From March to May, these giant constrictors abandon their solitary lifestyles and spend a long time mating. For many male green anacondas, these lusty pairings end in death. The female often consumes them to help nourish her through the gestation period.
The females start the mating process by leaving a trail of pheromones. The males then search for the females. The male’s forked tongue flicks as he gathers different scents from the ground and air. The Jacobson’s organ in the roof of the snake’s mouth enables the reptile to smell and locate prey.
Or, in this case, a female in heat. The green anaconda is polyandrous – this means she practices polygamy – taking a number of mates from the many that respond to her pheromones.
The snakes form a mass of writhing bodies. This is known as a breeding ball. The female anaconda snake is stimulated by the males’ spurs, and mating takes place with the male’s tail coiled around her.
These breeding balls last for a number of weeks with the female mating with many males. Female anacondas, both the green and the yellow, are bigger and stronger than the males and they have the final say over which males they mate with.
Fact 10: Females May Eat Males After Mating
As mentioned, the female anaconda may well ingest a couple of males to tide her over the long gestation period that awaits her. She relies on this food when it becomes difficult for her to forage around.
Gestation lasts 6 to 7 months. The impregnated female is ovoviviparous and incubates her eggs.
The young snakes are in clear membranes.

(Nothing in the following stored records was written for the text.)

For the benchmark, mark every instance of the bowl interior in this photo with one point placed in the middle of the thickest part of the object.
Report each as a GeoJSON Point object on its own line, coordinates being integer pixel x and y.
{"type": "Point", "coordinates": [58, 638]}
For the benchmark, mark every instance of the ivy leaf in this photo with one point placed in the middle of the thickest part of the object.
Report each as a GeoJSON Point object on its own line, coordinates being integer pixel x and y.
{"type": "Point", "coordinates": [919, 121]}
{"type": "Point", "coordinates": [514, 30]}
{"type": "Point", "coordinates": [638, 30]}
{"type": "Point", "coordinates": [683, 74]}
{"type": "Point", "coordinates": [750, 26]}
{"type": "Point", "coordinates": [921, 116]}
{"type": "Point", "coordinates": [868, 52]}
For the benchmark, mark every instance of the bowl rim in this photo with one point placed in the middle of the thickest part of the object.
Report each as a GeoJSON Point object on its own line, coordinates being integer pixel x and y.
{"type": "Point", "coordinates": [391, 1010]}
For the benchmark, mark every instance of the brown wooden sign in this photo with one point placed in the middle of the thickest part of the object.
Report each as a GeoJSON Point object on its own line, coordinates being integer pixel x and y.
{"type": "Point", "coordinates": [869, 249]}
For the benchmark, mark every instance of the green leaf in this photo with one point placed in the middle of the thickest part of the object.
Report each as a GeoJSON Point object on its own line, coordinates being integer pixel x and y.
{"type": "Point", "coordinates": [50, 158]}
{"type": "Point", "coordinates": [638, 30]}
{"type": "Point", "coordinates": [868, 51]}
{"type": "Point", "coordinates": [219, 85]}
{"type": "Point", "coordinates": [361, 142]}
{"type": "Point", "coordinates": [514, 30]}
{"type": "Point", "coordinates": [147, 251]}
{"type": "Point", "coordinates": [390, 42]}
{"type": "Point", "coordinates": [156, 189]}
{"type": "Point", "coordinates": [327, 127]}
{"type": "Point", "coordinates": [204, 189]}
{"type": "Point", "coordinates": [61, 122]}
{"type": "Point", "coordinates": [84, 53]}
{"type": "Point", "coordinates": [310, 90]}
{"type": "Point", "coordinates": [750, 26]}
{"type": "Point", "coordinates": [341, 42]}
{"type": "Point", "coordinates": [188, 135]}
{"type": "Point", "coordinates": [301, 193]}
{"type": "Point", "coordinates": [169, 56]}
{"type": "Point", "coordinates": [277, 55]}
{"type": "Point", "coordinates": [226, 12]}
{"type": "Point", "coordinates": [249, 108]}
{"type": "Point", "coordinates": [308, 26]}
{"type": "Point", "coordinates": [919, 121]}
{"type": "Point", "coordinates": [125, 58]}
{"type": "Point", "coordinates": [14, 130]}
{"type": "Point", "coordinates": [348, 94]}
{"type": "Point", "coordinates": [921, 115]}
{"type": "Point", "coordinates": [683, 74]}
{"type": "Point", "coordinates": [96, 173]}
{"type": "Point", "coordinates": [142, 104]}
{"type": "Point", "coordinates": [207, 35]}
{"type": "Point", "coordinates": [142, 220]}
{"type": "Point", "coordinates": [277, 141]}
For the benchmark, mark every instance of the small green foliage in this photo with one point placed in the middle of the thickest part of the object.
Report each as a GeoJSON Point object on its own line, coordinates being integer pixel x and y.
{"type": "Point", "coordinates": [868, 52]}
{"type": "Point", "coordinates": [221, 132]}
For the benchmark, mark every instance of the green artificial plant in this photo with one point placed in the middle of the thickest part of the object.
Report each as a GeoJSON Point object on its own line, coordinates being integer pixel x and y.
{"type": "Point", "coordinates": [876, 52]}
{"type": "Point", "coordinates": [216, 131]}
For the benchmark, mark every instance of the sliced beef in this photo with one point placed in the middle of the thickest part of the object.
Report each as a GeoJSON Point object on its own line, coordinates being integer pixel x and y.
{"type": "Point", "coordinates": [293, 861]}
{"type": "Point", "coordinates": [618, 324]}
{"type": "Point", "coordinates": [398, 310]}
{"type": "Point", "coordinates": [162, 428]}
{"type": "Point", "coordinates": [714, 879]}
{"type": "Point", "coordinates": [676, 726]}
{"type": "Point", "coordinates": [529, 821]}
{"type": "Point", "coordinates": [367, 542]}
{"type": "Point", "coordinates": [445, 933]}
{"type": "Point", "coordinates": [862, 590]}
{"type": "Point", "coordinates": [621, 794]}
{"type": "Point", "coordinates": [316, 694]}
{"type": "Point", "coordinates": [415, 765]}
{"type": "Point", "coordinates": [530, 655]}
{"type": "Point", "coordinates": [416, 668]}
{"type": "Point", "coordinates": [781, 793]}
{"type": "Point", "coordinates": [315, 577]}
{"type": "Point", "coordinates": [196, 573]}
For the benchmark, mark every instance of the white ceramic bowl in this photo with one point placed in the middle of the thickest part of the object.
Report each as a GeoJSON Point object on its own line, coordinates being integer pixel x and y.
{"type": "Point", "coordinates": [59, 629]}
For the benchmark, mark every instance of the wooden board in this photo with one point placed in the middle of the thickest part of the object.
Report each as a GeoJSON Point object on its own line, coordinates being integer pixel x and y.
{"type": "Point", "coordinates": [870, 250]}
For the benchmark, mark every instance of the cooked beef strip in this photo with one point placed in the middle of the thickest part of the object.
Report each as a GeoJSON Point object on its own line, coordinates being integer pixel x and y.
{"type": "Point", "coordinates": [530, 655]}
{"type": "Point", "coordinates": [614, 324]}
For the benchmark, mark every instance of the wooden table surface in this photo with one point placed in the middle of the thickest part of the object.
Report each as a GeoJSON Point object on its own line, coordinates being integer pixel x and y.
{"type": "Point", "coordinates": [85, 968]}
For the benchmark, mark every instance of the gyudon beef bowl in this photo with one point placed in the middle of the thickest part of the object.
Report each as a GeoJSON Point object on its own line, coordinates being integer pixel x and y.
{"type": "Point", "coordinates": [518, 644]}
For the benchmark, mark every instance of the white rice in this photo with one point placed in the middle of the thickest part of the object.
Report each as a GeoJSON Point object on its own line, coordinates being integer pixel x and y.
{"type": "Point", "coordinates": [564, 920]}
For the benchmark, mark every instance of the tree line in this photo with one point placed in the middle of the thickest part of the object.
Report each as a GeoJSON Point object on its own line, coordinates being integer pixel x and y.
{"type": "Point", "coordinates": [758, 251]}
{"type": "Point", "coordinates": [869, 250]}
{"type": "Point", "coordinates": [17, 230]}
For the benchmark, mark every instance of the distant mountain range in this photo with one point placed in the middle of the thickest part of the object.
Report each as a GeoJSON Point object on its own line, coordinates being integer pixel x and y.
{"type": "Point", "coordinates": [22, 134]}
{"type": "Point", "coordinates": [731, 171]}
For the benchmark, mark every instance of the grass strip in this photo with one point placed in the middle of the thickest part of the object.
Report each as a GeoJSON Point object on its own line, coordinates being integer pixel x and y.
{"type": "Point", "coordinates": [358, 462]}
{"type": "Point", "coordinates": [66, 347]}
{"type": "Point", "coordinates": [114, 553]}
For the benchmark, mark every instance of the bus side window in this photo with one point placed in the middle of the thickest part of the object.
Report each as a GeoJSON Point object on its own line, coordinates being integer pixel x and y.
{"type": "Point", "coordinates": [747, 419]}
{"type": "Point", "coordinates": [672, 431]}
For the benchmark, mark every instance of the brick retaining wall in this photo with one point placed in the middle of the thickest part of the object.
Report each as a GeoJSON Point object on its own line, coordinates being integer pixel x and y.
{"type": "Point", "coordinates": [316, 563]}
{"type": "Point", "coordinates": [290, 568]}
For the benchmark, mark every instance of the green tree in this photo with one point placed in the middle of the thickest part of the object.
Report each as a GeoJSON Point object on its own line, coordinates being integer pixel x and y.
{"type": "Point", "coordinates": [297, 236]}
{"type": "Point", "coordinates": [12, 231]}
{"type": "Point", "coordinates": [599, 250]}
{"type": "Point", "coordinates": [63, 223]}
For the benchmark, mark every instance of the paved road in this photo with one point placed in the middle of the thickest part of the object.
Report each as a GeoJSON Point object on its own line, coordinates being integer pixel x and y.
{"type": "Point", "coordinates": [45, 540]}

When it is birthing time, the snake moves to shallow water and can give birth to as many as 80 or 90 live young, though 20 to 40 is more usual.
Babies are about 2 feet long. The young are independent right at birth and the mother anaconda doesn’t stay around to offer any parental supervision and care.
Facts About Anacondas: Final Thoughts
Anacondas aren’t endangered, but with the persecution they face from human beings, their numbers could be under threat soon.
They are falsely known as ‘man-eaters’, and while there are always stories coming up of humans being eaten by anacondas, none of the stories have been verified.
That said, an anaconda is certainly capable of eating a human, even though humans are not their first choice of food. And only children would realistically be on their menu. Most fully grown adults would likely be too much for them to stomach.
Despite that, we do not recommend testing this theory. Even though there are no official reports of an anaconda eating a human, why risk becoming the first?